43 Views Asked by At

I have two equations:

(1) $y=0$ and (2) $x^2 + y^2 = 2^2$

I also have another equation: (3) $x^4 + (y-a)^4 = b^4$

$a$ and $b$ are chosen such that (3) intersects with (1) at $x=y=0$ and intersects with (2) at exactly two points and at these points (2) and (3) are tangential . I do not know how to approach finding these two points.

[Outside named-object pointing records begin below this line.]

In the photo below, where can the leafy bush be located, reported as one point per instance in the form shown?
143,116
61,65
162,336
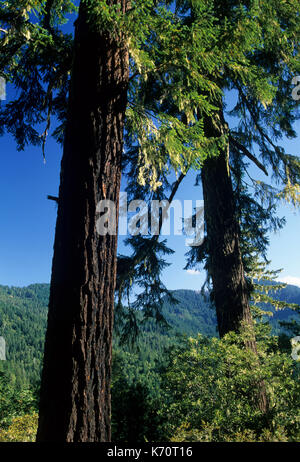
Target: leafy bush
210,392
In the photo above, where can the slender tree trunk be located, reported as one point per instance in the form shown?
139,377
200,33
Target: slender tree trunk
230,292
75,389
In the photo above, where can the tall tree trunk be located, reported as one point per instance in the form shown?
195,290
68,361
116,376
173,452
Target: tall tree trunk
230,292
75,389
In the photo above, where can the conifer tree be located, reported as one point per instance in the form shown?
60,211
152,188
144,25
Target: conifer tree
86,83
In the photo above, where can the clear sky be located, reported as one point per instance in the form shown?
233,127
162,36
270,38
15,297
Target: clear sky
28,220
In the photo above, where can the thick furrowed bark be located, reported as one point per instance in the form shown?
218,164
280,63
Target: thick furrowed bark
75,390
231,296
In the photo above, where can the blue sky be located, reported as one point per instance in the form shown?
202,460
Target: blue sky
28,220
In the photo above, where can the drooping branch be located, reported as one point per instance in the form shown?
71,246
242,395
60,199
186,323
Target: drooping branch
248,154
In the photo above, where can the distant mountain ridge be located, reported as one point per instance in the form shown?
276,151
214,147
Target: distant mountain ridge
23,318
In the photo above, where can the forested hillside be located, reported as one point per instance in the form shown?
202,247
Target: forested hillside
143,371
23,316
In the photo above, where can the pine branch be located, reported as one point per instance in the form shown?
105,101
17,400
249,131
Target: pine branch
247,153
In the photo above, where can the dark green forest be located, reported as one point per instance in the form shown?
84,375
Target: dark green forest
158,379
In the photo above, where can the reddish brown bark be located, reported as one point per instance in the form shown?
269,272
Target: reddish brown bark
230,291
75,389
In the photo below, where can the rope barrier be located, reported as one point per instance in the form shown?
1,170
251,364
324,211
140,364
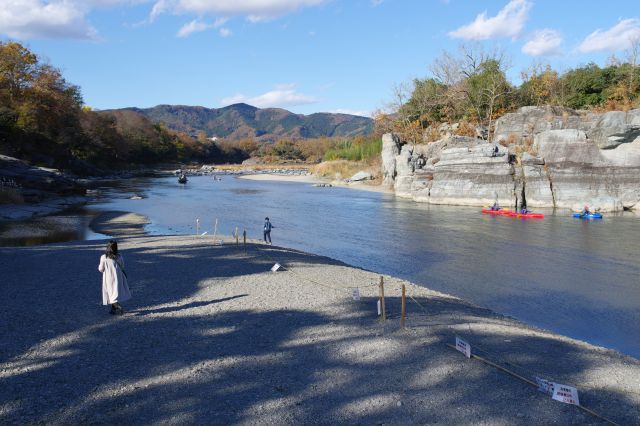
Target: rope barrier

Can someone please give me a clue how to get started?

Image of my problem

1

There are 1 best solutions below

0
On BEST ANSWER

If (3) intersects (1) at $x=y=0$, that says $a^4 = b^4$. Since this is "geometry", I'm assuming $a$ and $b$ are real, so either $a=b$ or $a=-b$. Since (3) is unchanged by replacing $b$ by $-b$, I'll assume $a=b$.

The resultant of $x^2 + y^2 - 2^2$ and $x^4 + (y-b)^4 - b^4$ with respect to $y$ is $$(16 -4 b^3 y + (6 b^2-8) y^2 - 4 b y^3 + 2 y^4 )^2$$ Thus an intersection of (2) and (3) has $y$ satisfying $g(y) = 16 -4 b^3 y + (6 b^2-8) y^2 - 4 b y^3 + 2 y^4 = 0$. Each $y$ satisfying this will correspond to two points $(x,y)$ and $(-x,y)$. In order for the two curves to be tangential, the discriminant of $g(y)$ must be $0$. That will give you a polynomial in $b$ of degree $12$ (but even, so of degree $6$ in $b^2$), which has two real roots: approximately $b = \pm 0.9720586597$. This sextic has Galois group $S_6$, so no solutions in radicals.